A nutrient trading credit is defined as “[t]he unit of compliance that corresponds with a pound of reduction of a nutrient and that has been approved by the Department of Environmental Protection.” Section 3 of the Water and Sewer Systems Assistance Act, Act of July 9, 2008, P.L. 915, 32 P.S. § 695.3. “Under this definition, if the actual nutrient discharge amount is less than the discharge limit set forth in a [ ] ... permit, the difference is a nutrient credit. Nutrient credits can be sold to another entity which can use them to reduce the nutrient discharge amount exceeding the allowable limit.” Sewer Authority of the City of Scranton v. Pennsylvania Infrastructure Investment Authority of the Commonwealth, 81 A.3d 1031, 1035 (Pa.Cmwlth.2013).

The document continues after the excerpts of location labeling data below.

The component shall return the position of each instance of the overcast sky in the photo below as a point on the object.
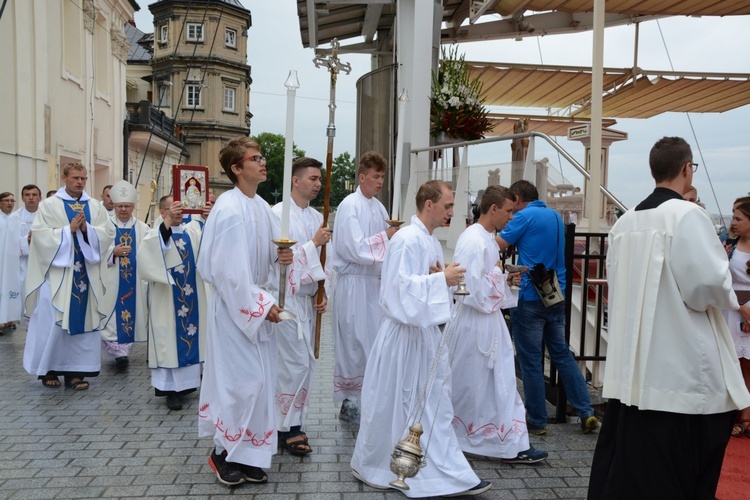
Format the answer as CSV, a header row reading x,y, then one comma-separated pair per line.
x,y
693,44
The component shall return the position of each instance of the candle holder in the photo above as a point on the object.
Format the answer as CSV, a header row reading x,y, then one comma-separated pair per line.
x,y
281,243
461,290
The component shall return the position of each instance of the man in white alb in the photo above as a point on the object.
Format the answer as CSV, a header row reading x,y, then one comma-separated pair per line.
x,y
360,238
176,304
126,292
295,337
490,418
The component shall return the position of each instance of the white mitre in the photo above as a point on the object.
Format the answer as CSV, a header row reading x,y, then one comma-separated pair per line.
x,y
122,192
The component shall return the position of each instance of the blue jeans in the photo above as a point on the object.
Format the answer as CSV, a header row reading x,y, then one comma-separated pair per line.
x,y
533,323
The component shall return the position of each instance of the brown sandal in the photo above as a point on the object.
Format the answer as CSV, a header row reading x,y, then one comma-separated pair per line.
x,y
51,382
77,384
298,445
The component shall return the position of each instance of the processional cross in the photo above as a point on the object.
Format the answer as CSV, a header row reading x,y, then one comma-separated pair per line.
x,y
334,66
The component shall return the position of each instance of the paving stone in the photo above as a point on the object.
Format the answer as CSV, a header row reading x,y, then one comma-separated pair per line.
x,y
119,441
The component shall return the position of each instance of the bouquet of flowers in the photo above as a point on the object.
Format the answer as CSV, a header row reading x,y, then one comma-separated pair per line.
x,y
456,109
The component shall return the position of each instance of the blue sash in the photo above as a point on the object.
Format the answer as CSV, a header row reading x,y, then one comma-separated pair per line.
x,y
79,294
126,291
185,296
187,219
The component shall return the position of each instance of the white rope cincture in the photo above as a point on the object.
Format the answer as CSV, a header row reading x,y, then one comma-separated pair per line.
x,y
448,336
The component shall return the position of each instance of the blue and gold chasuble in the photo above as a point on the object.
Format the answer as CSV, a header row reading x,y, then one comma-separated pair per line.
x,y
185,296
126,291
79,294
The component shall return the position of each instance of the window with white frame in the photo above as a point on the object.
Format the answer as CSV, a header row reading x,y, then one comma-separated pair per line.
x,y
162,99
164,33
230,38
195,32
193,96
229,98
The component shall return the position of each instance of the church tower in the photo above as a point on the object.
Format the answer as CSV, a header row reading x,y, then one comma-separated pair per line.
x,y
201,76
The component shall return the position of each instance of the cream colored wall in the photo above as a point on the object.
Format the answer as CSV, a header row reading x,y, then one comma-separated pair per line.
x,y
54,113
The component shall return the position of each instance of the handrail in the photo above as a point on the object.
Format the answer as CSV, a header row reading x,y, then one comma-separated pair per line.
x,y
523,135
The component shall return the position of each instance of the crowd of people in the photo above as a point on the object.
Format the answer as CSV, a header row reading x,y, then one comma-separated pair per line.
x,y
203,290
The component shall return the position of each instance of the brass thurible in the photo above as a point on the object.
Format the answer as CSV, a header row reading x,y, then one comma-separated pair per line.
x,y
407,457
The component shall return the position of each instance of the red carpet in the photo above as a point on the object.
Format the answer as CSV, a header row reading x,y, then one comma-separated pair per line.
x,y
734,483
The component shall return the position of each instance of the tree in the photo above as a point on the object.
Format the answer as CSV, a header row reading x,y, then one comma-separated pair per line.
x,y
272,147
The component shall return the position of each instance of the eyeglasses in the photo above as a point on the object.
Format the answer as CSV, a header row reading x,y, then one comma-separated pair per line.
x,y
256,158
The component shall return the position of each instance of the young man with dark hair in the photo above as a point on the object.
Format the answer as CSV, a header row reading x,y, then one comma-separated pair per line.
x,y
672,378
539,236
296,336
360,239
238,259
31,196
490,418
126,291
177,304
11,290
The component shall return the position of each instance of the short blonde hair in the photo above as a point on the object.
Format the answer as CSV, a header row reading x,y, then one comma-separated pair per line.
x,y
76,165
234,151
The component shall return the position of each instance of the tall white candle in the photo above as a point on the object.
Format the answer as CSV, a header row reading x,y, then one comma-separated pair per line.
x,y
395,208
291,84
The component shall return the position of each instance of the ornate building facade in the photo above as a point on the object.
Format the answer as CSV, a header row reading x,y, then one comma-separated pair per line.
x,y
63,81
200,74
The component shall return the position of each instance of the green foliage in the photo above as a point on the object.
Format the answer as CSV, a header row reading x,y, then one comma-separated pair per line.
x,y
344,168
456,108
272,146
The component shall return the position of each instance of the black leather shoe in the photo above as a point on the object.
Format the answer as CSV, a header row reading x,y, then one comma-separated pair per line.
x,y
253,474
476,490
174,402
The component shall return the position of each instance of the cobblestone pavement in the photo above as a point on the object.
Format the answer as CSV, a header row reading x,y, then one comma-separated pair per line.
x,y
117,440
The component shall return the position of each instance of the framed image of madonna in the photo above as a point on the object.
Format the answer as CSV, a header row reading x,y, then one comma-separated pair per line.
x,y
190,187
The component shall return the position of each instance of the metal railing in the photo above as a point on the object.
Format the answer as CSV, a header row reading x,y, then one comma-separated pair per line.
x,y
580,168
585,262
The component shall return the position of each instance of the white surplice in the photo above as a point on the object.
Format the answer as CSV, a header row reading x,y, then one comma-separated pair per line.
x,y
11,299
25,221
114,268
295,337
490,418
239,376
415,303
359,245
49,279
741,282
669,347
155,260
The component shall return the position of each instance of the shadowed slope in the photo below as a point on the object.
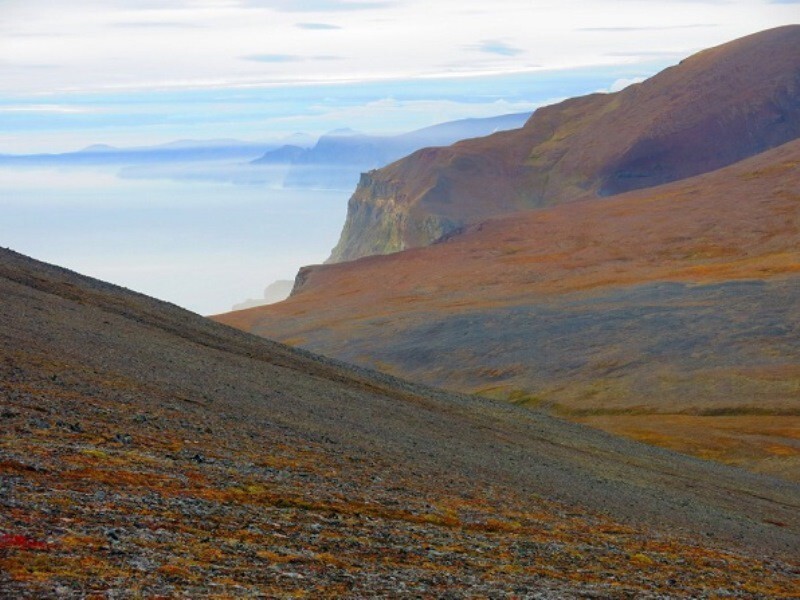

On April 13, 2012, Servants Oasis submitted a final sewer feasibility study. In the April study, Servants Oasis indicated that there were several spots on the Property that “may be suitable for installation of several elevated sand mound beds.” R.R. 1155a. Consequently, Servants Oasis proposed to construct multiple on-lot sewage disposal systems instead of a single packaged treatment facility. In conclusion, the April study stated:
During the initial phase of the project the existing on-lot sewage treatment system can be utilized [to accommodate 40 to 50 visitors], as previously permitted and approved. Subsequent phases will require the construction of additional on-lot sewage treatment systems in order to accommodate the sewage flow from each development phase.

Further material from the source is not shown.